Simultaneous profiling of eicosanoid metabolome in plasma by UPLC-MS/MS method: Application to identify potential makers for rheumatoid arthritis.

ABSTRACT

To evaluate the potential relationship between rheumatoid arthritis and arachidonic acid (AA) metabonomics via cyclooxygenase (COX) and lipoxygenase (LOX) pathways, a UPLC-MS/MS method has been developed and validated for simultaneous and quantitative profiling of eicosanoid metabolome in rat plasma. The analytes were extracted from plasma samples by protein precipitation procedure, and then separated on a Shim-pack XR-ODS column with mobile phase A (0.05% formic acid in water, pH=3.3 adjusted with dilute ammonium hydroxide) and mobile phase B [methanol acetonitrile (2080, v/v)]. The detection was performed on UPLC-MS/MS system with an electro spray ion source in the negative ion and multiple reaction-monitoring modes.
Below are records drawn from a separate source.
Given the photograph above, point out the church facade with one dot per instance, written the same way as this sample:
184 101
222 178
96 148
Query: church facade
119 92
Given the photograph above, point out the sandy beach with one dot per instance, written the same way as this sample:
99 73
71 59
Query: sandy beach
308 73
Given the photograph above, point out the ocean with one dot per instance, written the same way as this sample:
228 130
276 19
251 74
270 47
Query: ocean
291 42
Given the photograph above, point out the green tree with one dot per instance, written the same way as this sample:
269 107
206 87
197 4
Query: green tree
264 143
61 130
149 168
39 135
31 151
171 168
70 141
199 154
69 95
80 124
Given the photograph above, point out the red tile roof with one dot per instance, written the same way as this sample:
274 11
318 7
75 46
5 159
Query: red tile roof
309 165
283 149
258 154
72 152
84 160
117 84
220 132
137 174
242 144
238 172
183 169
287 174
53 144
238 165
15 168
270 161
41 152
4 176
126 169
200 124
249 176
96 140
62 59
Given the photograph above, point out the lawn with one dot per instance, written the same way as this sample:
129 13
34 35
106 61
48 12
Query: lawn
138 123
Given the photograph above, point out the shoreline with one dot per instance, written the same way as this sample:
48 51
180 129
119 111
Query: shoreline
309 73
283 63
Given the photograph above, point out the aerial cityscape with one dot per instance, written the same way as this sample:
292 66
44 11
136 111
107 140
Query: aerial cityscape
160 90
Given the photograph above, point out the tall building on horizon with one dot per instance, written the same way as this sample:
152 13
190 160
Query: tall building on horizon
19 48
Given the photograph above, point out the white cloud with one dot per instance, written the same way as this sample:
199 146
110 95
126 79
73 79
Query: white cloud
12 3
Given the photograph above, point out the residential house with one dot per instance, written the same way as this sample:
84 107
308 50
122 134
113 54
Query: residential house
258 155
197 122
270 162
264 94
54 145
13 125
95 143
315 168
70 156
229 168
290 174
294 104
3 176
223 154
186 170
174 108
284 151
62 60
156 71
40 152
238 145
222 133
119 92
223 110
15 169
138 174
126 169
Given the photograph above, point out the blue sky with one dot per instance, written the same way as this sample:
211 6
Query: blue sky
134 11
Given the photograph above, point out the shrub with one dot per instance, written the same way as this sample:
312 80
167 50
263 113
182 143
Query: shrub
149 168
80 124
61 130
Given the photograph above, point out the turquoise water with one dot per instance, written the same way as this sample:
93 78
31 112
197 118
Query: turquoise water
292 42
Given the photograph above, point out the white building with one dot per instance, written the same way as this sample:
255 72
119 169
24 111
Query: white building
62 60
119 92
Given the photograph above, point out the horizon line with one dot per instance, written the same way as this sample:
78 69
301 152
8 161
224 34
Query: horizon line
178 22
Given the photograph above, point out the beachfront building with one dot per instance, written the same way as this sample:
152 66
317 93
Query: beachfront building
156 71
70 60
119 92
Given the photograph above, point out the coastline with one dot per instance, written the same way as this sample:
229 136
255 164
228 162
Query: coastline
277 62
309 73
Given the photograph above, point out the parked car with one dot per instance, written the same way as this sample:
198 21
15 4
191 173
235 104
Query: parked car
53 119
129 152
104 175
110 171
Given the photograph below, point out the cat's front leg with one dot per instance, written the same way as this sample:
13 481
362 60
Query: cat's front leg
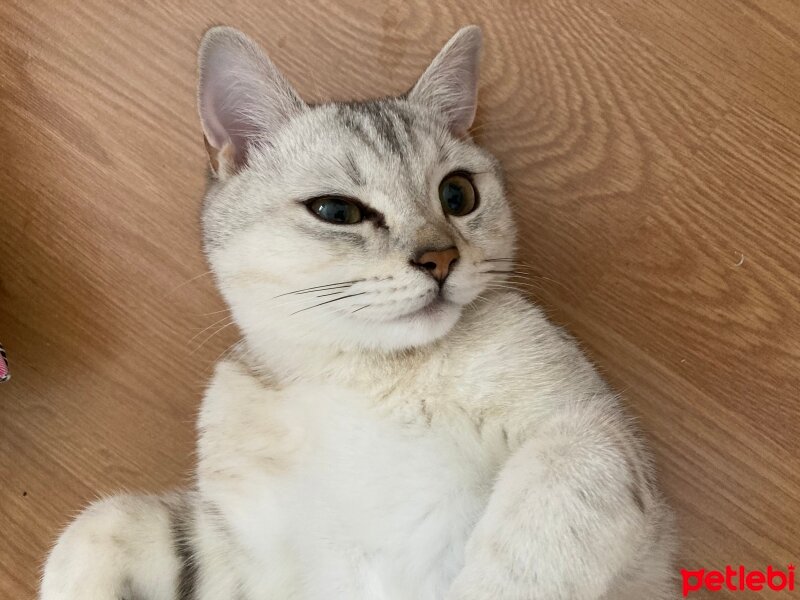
566 519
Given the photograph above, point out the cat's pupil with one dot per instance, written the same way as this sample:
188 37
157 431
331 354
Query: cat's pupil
457 195
453 195
336 210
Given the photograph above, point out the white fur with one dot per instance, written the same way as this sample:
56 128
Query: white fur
385 445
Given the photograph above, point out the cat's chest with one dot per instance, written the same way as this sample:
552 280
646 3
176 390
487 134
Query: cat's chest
357 486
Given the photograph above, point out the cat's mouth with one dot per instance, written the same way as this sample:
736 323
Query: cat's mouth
433 309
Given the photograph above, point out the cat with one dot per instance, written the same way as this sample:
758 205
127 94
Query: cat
398 422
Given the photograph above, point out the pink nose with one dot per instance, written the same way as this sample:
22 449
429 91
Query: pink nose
438 263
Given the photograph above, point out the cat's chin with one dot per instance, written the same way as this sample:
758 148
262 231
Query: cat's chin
414 329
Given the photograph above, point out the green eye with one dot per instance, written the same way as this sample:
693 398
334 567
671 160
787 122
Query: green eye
332 209
457 195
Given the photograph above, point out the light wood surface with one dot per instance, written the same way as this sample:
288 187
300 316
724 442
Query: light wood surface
653 156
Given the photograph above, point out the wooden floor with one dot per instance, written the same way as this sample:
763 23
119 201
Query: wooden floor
653 155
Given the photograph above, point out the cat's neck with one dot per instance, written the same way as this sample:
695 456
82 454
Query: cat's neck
287 361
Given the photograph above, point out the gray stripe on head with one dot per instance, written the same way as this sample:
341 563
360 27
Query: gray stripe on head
383 121
352 170
354 123
181 526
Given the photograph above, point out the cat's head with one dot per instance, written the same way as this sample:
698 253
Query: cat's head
361 224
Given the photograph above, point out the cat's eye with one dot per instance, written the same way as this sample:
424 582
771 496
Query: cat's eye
334 209
457 195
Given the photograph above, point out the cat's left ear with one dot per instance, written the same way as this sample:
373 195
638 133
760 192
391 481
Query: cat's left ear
242 97
450 83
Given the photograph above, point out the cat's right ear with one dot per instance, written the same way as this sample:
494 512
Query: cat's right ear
242 98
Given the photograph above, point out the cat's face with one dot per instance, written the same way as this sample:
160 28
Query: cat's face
349 225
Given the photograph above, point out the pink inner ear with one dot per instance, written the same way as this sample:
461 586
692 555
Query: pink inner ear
242 95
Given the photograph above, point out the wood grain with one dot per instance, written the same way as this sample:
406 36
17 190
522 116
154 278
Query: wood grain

The developed method was optimized to completely separate all twenty-three analytes and three internal standards in 12min. All standard calibration curves were linear and the calibration regression coefficients were ranged from 0.9903 to 0.9992 for all analytes. The recoveries of analytes were all more than 60%. By means of the method developed, the plasma samples from model rats and normal rats had been successfully determined. Results showed that AA and fifteen kinds of metabolites by LOX and COX pathways in model rat plasma were significant higher than those in normal ones(P<0.05), while 5-HpETE and LTD4 in model rat plasma were significantly lower than those in normal ones(P<0.05). The methods demonstrated the changes of eicosanoid metabolome occurring in plasma from rat subjects with rheumatoid arthritis. It could be a powerful manner to diagnostic and/or prognostic values for rheumatoid arthritis.